Who Do You Think You Are?, BBC1

“The actor and explorer Brian Blessed is not a man who needs incidental music. The oldest man ever to reach the magnetic North Pole on foot, he shall have music wherever he goes, because he makes it himself. On the most entertaining Who Do You Think You Are? I have seen, albeit one with resoundingly little added historical value, the bearded man-mountain first took a trip from St Pancras railway station to his home town of Mexborough in South Yorkshire.”
Andrew Billen, The Times

“Let the impressionists try to do justice to his rambunctious good humour, no one booms like Blessed, and in real life he’s the fruity-voiced thesp exactly as advertised.”
Ellen E Jones, The Independent

“Blessed was the entertaining subject of Who Do You Think You Are?, a show that despite being 11 series in still has the power to captivate every now and again.”
Gerard O’Donovan, The Telegraph

Last Secrets of 9/11, Channel 5

“Last Secrets Of 9/11 (C5) revealed the minute thoroughness of the investigation, as scientists examined thousands of body fragments in search of 1,100 victims who remain untraced, 13 years after the terrorist attack.”
Christopher Stevens, Daily Mail

“The Last Secrets of 9/11 reminded us how for many families the pain of loss is intensified by having no remains to cherish.”
Matt Baylis, Daily Express

The Honourable Woman, BBC2

“Hugo Blick’s masterful drama The Honourable Woman takes the opposing view of humanity.
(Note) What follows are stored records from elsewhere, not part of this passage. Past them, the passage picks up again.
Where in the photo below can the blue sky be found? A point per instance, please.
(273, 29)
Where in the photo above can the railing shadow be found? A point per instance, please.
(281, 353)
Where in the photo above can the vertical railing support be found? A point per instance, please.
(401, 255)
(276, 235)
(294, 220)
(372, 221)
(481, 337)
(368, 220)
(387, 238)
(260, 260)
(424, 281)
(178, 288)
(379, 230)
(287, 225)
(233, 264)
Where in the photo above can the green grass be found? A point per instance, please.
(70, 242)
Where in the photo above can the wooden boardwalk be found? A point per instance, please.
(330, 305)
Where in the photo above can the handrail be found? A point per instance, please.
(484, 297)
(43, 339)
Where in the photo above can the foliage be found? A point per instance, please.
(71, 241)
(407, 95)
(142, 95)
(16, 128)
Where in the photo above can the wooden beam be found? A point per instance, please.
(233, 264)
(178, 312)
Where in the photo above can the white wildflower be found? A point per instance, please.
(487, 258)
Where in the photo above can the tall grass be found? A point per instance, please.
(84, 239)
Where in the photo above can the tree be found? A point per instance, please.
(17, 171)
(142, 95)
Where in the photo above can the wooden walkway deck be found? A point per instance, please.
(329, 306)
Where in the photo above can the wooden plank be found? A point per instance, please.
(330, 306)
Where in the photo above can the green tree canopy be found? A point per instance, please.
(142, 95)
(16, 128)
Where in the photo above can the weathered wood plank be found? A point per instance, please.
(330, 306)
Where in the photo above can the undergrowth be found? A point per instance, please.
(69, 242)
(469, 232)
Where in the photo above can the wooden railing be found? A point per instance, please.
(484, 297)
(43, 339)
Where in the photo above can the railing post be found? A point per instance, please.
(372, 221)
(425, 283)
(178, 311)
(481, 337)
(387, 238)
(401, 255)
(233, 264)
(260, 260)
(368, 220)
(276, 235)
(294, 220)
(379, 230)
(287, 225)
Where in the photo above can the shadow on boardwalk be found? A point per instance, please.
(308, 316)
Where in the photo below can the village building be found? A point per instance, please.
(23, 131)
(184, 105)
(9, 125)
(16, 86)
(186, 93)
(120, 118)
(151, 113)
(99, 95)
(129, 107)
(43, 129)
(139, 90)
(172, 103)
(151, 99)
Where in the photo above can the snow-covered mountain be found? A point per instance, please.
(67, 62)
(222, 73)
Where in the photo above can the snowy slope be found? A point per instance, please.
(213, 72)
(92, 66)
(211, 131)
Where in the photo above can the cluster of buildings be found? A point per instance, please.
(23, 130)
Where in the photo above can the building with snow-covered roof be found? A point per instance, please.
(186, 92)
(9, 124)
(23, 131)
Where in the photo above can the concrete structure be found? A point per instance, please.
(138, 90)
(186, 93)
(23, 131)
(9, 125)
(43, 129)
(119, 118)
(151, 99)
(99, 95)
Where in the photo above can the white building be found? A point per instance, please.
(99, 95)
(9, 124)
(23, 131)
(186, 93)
Far from heroic, we are a species defined by betrayals, especially to our kin.”
Andrew Billen, The Times

“’Who do you trust?’ has been the question overhanging every episode of BBC Two’s thriller of espionage, politics and Palestinian-Israeli conflict THe Honourable Woman. And the answer echoing loudly back throughout has been ‘Nobody’. Least of all, perhaps, Hugo Blick – the author, director and producer of this series – whose chief ambition at time seems to be to stretch viewer credulity to breaking point.”